State budget deal directs hundreds of millions to mental health; $50M planned for Pine Rest facility

The $50 million earmarked for Pine Rest Christian Mental Health Services this year is part of a new state budget that steers hundreds of millions of dollars in public funding to improve access to behavioral health care and increase capacity.

The appropriation for a new pediatric facility at Pine Rest is among $233.1 million included in supplemental spending for mental health infrastructure alone around Michigan. Gov. Gretchen Whitmer and top GOP lawmakers announced the budget deal late last week. Pine Rest executives declined to comment on the allocation until Whitmer formally signs it.

However, the funding levels statewide signify a major focus on mental health care.

“Michigan lacks adequate capacity to treat patients with behavioral and mental illness, and this new funding is an important and necessary step to address the shortage,” said Michigan Health & Hospital Association CEO Brian Peters.

Between the supplemental spending for the present fiscal year and allocations for the new budget that starts Oct. 1, the latest agreement between lawmakers and Whitmer directs more than $600 million in state investments toward mental programs and infrastructure.

State Rep. Mary Whiteford, R-Casco Township in Allegan County, said the budget is “truly the most comprehensive investment in behavioral health that the state has ever seen.” Whiteford also serves as vice chairperson of the House Appropriations Committee. 

“Mental health care is more accessible to the people of Michigan than ever before and will continue to improve for years to come thanks to this plan,” Whiteford said in a statement.

The funding “to my knowledge is one of the biggest in behavioral health in recent memory,” said Adam Carlson, senior vice president for advocacy at the Michigan Health & Hospital Association.

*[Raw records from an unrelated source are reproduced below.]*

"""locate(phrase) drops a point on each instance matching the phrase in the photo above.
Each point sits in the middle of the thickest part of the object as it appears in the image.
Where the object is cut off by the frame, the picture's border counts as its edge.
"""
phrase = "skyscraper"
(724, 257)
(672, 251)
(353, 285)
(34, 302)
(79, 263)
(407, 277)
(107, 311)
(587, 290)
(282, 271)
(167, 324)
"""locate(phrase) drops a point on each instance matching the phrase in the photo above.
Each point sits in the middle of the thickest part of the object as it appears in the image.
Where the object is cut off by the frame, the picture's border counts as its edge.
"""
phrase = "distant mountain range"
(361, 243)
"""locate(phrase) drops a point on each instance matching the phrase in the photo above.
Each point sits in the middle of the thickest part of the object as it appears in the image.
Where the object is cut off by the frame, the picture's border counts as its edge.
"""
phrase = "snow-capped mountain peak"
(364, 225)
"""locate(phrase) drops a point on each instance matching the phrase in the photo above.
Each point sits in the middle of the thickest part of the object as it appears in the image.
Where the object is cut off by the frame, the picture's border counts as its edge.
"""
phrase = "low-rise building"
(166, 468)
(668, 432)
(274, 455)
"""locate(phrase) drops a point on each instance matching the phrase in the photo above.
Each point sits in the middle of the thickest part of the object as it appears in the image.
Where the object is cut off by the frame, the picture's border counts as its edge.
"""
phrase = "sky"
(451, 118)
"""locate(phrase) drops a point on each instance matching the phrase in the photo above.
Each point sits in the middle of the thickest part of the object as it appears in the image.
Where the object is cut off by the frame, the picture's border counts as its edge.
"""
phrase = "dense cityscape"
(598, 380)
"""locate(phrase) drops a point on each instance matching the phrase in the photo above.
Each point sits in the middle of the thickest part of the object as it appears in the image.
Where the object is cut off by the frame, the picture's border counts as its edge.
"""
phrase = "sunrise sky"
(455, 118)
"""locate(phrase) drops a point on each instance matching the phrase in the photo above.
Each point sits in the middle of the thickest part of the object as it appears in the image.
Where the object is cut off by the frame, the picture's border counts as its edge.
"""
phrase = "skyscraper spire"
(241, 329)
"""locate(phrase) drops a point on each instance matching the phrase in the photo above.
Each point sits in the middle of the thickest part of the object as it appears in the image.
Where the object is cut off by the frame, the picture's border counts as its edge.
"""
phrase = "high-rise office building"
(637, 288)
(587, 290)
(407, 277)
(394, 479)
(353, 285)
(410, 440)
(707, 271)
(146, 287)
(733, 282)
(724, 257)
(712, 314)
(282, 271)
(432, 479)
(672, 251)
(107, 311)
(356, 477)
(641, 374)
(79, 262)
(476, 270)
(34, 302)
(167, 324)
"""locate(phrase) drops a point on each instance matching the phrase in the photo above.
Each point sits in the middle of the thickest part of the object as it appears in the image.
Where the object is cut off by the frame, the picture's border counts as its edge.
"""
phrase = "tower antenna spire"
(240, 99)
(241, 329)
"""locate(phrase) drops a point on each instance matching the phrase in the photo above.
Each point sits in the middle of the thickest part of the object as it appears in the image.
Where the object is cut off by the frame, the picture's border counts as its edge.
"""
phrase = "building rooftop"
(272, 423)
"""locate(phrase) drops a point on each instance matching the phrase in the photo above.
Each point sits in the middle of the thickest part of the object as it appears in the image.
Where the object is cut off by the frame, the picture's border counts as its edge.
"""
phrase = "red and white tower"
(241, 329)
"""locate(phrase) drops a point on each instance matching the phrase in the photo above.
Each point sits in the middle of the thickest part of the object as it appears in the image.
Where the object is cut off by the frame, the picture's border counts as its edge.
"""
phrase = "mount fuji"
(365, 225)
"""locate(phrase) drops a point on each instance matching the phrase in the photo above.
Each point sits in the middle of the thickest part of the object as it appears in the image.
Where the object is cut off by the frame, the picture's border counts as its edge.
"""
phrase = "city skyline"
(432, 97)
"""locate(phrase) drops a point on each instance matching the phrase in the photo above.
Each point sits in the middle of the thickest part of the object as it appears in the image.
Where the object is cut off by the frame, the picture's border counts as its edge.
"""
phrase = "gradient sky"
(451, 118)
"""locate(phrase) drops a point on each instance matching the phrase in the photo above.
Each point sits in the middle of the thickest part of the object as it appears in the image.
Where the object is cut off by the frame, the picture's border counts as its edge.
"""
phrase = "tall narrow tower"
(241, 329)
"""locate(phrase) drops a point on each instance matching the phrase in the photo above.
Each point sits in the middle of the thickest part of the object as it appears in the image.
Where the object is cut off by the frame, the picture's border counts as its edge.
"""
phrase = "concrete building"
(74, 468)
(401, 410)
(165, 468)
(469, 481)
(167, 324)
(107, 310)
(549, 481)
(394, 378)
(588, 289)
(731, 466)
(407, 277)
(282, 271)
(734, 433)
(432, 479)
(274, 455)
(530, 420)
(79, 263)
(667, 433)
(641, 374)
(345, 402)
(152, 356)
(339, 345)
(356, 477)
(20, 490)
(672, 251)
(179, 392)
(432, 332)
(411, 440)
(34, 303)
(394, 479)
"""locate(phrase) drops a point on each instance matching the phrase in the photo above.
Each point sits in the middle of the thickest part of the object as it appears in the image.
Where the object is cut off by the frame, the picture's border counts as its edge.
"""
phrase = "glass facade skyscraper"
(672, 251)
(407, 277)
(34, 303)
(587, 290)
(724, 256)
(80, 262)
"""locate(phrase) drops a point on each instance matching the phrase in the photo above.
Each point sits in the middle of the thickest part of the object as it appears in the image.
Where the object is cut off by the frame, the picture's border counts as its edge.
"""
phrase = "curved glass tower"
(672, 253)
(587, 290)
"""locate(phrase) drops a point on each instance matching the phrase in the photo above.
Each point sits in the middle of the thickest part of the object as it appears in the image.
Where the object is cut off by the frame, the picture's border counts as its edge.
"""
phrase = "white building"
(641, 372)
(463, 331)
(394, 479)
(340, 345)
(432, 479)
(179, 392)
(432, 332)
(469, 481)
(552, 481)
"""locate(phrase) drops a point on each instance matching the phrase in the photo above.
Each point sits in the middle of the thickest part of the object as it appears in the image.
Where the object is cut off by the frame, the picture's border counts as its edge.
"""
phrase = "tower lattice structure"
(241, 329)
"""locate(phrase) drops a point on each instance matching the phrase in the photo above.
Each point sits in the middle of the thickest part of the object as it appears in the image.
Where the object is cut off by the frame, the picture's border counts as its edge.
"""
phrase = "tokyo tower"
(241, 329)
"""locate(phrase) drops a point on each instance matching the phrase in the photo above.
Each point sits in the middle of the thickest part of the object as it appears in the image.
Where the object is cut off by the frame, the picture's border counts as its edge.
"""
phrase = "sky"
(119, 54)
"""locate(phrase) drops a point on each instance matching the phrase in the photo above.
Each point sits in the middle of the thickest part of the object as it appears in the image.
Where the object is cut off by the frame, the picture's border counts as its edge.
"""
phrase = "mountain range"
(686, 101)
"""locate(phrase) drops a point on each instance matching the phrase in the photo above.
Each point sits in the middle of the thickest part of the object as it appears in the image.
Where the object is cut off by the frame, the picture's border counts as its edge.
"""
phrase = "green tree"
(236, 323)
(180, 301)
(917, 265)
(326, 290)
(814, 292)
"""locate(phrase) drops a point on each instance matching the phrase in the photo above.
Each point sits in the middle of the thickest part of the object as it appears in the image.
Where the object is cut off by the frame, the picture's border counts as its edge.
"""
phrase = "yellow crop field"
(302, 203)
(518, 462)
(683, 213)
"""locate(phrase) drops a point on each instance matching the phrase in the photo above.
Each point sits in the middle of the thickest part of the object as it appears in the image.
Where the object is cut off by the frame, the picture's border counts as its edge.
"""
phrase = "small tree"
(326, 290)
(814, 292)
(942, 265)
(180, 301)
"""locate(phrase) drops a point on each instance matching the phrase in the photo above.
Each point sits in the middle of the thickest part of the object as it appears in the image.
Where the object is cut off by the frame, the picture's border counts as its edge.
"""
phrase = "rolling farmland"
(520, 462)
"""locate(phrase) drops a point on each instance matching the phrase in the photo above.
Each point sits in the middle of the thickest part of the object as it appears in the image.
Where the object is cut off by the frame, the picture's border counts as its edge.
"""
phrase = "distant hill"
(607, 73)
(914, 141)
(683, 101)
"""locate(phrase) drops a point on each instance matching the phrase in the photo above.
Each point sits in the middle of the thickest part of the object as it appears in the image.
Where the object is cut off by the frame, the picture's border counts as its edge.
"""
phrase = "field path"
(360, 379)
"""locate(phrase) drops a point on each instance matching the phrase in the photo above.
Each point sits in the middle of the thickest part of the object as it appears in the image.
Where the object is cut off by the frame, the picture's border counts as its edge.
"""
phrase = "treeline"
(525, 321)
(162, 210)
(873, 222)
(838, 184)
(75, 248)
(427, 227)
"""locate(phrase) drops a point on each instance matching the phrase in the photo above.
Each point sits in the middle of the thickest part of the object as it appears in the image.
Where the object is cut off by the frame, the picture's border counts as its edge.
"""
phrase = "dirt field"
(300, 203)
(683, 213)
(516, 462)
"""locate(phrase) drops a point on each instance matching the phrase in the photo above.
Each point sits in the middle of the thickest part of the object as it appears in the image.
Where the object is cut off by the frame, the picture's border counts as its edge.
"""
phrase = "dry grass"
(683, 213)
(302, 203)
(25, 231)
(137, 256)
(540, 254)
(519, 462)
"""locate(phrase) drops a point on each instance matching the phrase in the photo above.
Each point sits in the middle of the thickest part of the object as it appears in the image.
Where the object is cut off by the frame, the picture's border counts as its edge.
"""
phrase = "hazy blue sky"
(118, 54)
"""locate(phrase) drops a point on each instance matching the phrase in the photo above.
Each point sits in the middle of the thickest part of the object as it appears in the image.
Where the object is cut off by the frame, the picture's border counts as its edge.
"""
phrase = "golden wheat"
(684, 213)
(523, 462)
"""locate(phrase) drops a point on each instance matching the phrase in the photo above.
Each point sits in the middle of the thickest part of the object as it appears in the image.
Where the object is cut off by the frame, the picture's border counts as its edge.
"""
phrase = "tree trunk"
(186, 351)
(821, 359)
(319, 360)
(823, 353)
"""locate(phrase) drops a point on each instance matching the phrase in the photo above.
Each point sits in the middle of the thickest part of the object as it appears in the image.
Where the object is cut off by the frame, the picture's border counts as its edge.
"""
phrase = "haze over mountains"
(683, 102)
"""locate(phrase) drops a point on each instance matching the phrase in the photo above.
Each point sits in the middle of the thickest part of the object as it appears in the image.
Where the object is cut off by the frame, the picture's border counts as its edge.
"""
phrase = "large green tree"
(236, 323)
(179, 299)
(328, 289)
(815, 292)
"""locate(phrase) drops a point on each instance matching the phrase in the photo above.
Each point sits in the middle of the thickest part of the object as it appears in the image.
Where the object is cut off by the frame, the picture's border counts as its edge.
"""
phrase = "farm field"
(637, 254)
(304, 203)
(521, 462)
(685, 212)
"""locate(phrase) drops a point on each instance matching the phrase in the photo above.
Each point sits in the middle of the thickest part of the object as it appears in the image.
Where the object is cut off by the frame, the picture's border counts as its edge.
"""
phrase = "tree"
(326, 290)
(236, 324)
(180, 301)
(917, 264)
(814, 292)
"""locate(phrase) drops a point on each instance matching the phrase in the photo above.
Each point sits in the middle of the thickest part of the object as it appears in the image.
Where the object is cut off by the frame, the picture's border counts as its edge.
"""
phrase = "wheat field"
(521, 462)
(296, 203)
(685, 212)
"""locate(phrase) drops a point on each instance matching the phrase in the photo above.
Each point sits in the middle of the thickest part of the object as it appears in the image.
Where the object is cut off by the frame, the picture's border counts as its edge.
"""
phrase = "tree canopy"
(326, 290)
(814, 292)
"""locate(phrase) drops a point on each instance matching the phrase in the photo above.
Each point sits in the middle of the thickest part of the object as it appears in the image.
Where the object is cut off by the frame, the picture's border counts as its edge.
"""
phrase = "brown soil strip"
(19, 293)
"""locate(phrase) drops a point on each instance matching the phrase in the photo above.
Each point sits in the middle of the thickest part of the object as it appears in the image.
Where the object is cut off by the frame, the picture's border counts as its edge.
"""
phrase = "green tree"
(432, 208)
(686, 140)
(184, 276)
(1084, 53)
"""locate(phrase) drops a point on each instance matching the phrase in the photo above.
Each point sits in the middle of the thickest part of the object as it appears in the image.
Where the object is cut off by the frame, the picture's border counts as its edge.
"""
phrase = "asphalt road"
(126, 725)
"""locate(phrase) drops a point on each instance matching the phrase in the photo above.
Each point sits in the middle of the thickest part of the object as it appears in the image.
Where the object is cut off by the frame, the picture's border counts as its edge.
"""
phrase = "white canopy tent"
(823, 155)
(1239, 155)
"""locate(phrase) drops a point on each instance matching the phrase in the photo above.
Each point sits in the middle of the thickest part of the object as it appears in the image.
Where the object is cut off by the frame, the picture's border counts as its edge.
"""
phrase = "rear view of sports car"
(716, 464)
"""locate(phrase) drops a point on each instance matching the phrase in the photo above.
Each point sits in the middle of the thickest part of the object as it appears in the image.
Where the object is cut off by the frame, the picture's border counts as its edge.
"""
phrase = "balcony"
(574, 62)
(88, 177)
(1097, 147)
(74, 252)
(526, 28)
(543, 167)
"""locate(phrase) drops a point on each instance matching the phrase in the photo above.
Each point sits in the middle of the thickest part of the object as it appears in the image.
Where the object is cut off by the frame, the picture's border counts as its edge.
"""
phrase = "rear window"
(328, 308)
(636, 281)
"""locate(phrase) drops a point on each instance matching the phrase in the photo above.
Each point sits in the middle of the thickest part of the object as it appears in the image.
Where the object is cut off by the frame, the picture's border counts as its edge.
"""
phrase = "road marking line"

“We think that will have a pretty lasting impact for the delivery of behavioral health care services,” Carlson told MiBiz. “There’s more that we need to do in terms of ongoing, long-term support, but a lot of these one-time funds can really go to help build out our infrastructure to improve access to behavioral health care.”

Statewide spending

Much of the state money allocated in the budget for mental health — $325 million — will go to build a new state psychiatric hospital in Northville to replace the aging 55-bed Hawthorn Center and nearly double capacity to 100 total beds.

Other allocations for mental health care beyond the Hawthorn Center replacement and the $50 million for Pine Rest include:

  • $30 million to establish crisis units across the state;
  • $50 million for competitive grants to expand pediatric psychiatric capacity across the state;
  • $10 million to establish psychiatric residential treatment facilities;
  • $11 million for the University of Michigan Medicine children’s emergency psychiatry and day program for children and adults;
  • $3 million for pediatric psychiatric services in Kalamazoo or Berrien counties; and
  • $45 million for an integrated psychiatric campus in Detroit.

The budget also directs $10 million into a loan repayment program for health professionals. Last winter, lawmakers added mental health to the list of professionals who are eligible to access to the fund, which pays up to $300,000 in student debt relief for people who serve in a rural or underserved market for at least three years and up to 10 years, Carlson said.

Increasing state support for mental health care has long been needed, but the COVID-19 pandemic drove the need far higher, Carlson added.

“We know the need has been growing since the pandemic and continues to grow and it has not gone away, so this is extremely important,” Carlson said. “It’s been a need in Michigan for a long time. The pandemic really put it under a microscope and drew a lot of attention to it that wasn’t there before.”

“Lawmakers are hearing from their constituents, and they’re hearing from people in the community about the significant need for these behavioral health care resources,” he added.

In other health care funding, the state budget supports graduate medical education, the Healthy Michigan Plan for Medicaid and reimbursements to rural care providers, Carlson said. 

As well, the budget directs $56 million for a program to assist nurses with an associate’s degree earned at a community college to earn a bachelor’s at a university through partnerships, he said.

“The investment of state funds to expand access to bachelor of science in nursing degree programs at the state’s community colleges is a significant movement towards replenishing Michigan’s health care talent pipeline,” Peters said.

The budget also provides one-time infrastructure grants to a few hospitals, including $10 million for Mary Free Bed Rehabilitation Hospital in Grand Rapids.

Sturgis Hospital, which has been struggling financially and was on track to close this month, received $11 million in supplemental spending this budget year to provide bridge financing as it seeks to change federal designation to qualify for better Medicaid and Medicaid reimbursements and pursue a possible buyer.